Mayor
- In office 1919–1943
- Constituency: Bourges

Senator of the French Third Republic
- In office 1930–1943
- Constituency: Cher

Personal details
- Born: 20 February 1878 Vierzon, Cher, France
- Died: 10 October 1943 (aged 65) Bourges, Cher, France
- Occupation: Journalist

= Henri Laudier =

French journalist and politician

Henri Laudier (20 February 1878 - 10 October 1943) was a French journalist and politician.

== Biography ==
He was born at Vierzon, Cher department, France. In his early years he was a tailor and a town clerk before becoming a journalist. Laudier was the editor of Tocsin, a socialist weekly publication. He served the General Counsel of Bourges before becoming the mayor of Bourges from 1919 to 1943. He was a member of the French Section of the Workers' International (Section Française de l'Internationale Ouvrière) from 1919 to 1924. His book, Ce qu'est le parti socialiste was published in 1919 by SFIO's Librairie du parti socialiste.

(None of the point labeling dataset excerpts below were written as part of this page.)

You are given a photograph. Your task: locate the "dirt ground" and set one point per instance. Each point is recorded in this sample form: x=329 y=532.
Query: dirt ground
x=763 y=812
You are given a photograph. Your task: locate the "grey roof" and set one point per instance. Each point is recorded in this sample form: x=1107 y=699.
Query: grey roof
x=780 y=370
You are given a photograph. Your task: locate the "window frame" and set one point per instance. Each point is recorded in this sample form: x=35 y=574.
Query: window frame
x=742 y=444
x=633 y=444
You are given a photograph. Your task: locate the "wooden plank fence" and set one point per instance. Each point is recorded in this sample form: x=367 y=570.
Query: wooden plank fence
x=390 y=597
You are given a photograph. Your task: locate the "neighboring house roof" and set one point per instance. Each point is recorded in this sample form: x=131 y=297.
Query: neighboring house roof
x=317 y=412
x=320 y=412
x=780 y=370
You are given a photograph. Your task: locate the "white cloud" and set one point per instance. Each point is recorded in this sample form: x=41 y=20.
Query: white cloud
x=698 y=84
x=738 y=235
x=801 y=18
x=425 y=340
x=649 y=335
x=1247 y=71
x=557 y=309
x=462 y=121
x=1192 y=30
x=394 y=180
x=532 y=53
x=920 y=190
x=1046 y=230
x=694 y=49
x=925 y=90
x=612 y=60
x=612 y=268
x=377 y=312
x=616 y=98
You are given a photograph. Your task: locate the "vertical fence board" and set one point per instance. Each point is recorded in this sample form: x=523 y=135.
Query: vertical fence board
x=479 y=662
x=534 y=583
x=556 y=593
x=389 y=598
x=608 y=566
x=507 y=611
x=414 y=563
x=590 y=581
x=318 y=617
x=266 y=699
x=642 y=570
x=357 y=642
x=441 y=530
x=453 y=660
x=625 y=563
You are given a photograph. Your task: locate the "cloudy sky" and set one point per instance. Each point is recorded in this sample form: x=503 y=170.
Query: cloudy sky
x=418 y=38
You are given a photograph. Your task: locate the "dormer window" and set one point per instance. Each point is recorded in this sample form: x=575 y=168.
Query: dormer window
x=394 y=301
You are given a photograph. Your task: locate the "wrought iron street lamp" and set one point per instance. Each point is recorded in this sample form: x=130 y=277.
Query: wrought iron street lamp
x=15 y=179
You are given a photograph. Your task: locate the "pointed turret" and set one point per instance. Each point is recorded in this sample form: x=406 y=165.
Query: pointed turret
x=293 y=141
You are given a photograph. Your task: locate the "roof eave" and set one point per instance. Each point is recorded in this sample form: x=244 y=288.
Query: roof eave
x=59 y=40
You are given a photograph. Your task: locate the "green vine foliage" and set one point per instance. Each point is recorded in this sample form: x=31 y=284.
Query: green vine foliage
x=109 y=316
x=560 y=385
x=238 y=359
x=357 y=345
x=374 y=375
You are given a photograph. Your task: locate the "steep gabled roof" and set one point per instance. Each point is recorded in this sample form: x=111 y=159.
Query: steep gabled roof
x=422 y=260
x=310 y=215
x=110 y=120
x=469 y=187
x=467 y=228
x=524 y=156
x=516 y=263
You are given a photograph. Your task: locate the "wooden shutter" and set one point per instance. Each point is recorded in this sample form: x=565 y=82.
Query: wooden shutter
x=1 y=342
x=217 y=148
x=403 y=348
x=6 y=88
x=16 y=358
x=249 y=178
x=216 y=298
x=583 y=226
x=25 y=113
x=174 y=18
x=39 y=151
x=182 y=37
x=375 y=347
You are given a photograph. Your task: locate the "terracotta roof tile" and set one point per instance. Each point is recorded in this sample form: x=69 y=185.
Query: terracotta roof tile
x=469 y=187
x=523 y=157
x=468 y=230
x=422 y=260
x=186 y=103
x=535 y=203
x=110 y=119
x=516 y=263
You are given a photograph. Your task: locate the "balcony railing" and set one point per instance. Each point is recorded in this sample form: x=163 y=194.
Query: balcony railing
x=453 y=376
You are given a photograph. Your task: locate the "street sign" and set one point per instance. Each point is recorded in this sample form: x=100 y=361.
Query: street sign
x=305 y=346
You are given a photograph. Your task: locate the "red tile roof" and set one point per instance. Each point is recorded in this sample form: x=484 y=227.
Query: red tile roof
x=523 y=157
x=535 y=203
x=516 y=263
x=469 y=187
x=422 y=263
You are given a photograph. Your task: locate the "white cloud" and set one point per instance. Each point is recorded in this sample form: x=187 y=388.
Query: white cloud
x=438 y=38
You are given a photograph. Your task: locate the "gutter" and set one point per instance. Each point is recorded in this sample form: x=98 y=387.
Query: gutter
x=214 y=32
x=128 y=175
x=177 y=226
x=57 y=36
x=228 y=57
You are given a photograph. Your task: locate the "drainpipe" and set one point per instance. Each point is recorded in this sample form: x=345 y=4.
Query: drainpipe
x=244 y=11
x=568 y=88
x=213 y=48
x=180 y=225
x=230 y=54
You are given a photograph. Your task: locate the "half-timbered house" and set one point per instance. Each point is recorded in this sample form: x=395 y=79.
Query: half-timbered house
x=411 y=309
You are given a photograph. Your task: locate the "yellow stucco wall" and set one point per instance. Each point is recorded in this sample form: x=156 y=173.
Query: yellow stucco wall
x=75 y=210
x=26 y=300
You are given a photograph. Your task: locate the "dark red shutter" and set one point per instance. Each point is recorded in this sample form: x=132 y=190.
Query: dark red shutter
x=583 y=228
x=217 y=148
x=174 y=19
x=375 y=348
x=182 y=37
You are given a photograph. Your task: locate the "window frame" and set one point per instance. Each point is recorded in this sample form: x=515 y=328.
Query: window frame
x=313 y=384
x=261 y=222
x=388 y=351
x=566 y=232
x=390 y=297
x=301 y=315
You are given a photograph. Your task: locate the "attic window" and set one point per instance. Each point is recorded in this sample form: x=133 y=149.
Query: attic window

Laudier was a member of the Chamber of Deputies (1919-1924).
He was a Senator of the French Third Republic representing Cher elected in 1930 and reelected 1939, with his term ending upon his death in 1943. On 10 July 1940, he voted as a Senator in favour of granting the cabinet presided by Marshal Philippe Pétain authority to draw up a new constitution, thereby effectively ending the French Third Republic and establishing Vichy France. He died in Bourges, Cher, France.